- Education: University of California, Berkeley
- Occupations: Author, Credit Strategist, Economist
- Employer: PAAMCO
- Notable work: Investing in Credit Hedge Funds

= Putri Pascualy =

Author and credit strategist

Putri Pascualy is an American author and credit strategist. She is the author of Investing in Credit Hedge Funds, a book focused on the topic of alternative investing in public and private corporate credit markets.

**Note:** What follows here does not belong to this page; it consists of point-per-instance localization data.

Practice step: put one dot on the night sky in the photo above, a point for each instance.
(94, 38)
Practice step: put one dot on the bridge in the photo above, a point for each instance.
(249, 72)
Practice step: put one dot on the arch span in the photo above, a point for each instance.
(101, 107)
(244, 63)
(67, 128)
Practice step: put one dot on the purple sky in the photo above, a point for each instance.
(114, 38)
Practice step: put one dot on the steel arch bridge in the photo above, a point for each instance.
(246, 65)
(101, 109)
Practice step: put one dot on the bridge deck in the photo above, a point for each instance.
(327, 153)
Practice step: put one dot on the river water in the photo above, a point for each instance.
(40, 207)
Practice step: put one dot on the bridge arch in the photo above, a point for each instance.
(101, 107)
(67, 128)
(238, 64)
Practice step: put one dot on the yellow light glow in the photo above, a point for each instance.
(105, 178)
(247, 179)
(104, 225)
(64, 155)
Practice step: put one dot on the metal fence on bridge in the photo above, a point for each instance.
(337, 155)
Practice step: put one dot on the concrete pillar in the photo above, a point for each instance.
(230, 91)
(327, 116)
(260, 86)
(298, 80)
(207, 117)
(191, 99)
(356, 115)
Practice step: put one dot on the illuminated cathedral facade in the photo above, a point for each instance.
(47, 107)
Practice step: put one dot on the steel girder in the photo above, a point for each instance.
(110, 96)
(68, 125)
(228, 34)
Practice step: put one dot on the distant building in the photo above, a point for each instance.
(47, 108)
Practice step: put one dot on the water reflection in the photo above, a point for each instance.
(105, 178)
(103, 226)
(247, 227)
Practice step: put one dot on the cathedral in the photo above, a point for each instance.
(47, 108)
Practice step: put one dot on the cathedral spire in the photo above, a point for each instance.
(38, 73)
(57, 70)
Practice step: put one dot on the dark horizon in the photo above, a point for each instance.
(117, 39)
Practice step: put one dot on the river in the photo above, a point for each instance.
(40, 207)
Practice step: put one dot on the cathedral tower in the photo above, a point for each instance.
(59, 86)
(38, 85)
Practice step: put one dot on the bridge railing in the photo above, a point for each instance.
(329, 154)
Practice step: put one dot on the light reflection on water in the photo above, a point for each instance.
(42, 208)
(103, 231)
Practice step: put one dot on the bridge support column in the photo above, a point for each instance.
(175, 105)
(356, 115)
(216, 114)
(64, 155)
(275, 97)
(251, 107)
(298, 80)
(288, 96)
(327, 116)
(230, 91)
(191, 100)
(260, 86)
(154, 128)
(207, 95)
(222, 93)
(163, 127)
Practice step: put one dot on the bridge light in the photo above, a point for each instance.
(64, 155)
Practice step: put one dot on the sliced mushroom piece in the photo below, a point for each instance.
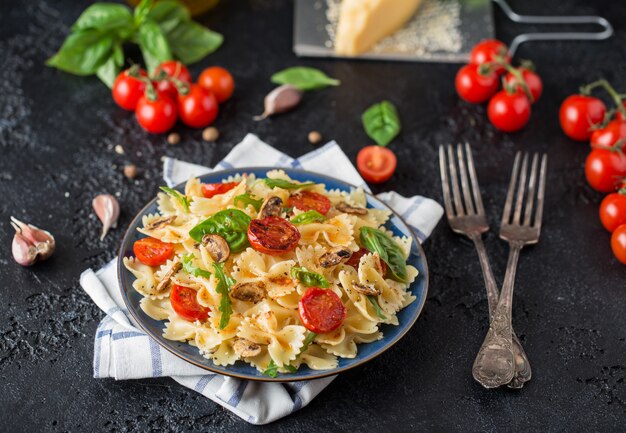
(355, 210)
(335, 256)
(167, 279)
(249, 292)
(273, 206)
(246, 348)
(365, 289)
(217, 247)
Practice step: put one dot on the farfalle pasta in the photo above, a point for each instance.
(270, 271)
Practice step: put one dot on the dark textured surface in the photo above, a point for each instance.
(57, 134)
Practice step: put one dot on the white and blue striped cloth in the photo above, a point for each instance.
(123, 351)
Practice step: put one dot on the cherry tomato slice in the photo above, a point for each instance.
(212, 189)
(273, 235)
(152, 252)
(309, 200)
(376, 164)
(185, 302)
(321, 310)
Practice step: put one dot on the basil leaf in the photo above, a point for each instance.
(381, 122)
(246, 199)
(154, 46)
(308, 217)
(304, 78)
(285, 184)
(231, 224)
(308, 278)
(191, 42)
(177, 195)
(223, 288)
(192, 269)
(389, 251)
(104, 16)
(83, 52)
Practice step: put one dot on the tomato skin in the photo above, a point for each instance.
(273, 235)
(219, 81)
(578, 114)
(157, 116)
(212, 189)
(474, 87)
(321, 310)
(487, 50)
(604, 169)
(535, 86)
(376, 164)
(509, 112)
(152, 252)
(309, 200)
(198, 108)
(184, 301)
(127, 90)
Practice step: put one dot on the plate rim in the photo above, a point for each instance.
(322, 373)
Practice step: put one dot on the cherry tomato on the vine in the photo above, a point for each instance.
(578, 114)
(475, 87)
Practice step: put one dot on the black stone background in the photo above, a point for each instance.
(57, 134)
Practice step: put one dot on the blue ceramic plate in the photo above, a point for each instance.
(366, 351)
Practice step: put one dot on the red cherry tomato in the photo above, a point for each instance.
(607, 137)
(198, 108)
(487, 51)
(532, 81)
(309, 200)
(475, 87)
(376, 163)
(613, 211)
(578, 114)
(604, 169)
(152, 252)
(211, 189)
(273, 235)
(321, 310)
(156, 116)
(509, 112)
(127, 88)
(184, 301)
(219, 81)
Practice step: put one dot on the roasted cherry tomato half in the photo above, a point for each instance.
(219, 81)
(212, 189)
(321, 310)
(152, 252)
(128, 88)
(376, 163)
(198, 107)
(475, 87)
(184, 301)
(309, 200)
(273, 235)
(578, 114)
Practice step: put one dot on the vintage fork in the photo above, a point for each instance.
(472, 222)
(495, 363)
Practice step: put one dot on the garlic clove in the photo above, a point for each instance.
(107, 209)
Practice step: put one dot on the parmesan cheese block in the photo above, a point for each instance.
(362, 23)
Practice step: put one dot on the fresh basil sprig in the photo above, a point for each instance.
(223, 288)
(308, 217)
(182, 199)
(304, 78)
(389, 251)
(231, 224)
(381, 122)
(163, 30)
(285, 184)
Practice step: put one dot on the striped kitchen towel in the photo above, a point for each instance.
(123, 351)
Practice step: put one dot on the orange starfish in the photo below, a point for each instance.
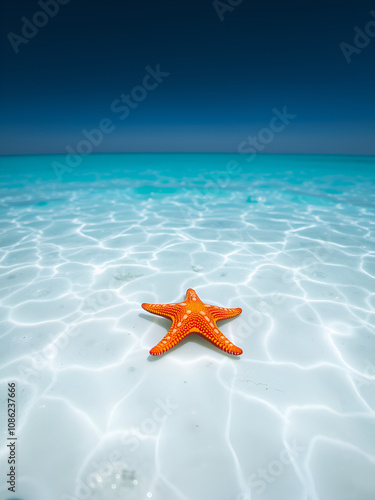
(193, 316)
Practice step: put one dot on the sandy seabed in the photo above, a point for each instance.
(290, 240)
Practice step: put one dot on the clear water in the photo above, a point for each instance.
(290, 239)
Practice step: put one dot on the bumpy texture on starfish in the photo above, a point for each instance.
(193, 316)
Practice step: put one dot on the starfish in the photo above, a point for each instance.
(193, 316)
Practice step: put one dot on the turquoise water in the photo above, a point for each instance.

Pascualy's professional background includes roles as Senior Managing Director with Man Private Credit and Managing Director for Multi Strategy Credit for TPG Angelo Gordon, where she leveraged her investment background to engage with institutional, wealth and insurance LPs. Prior to that, she was a partner and managing director for PAAMCO, an institutional investment firm focused on alternative investments including private credit, hedge funds, leveraged finance (high yield and leveraged loans), structured products, secondaries, as well as direct investing - PAAMCO was acquired by KKR in 2017. Prior to joining PAAMCO in 2006, Pascualy was an economist with Cornerstone Research. She speaks at industry panels and conferences, and her comments and contributions have appeared in The Wall Street Journal, Bloomberg News, and U.S. News & World Report. Her recent comments include topics such as recent trends in private credit as well as the impact of scale on credit risk .

Pascualy received undergraduate and MBA degrees from the Haas School of Business at the University of California, Berkeley.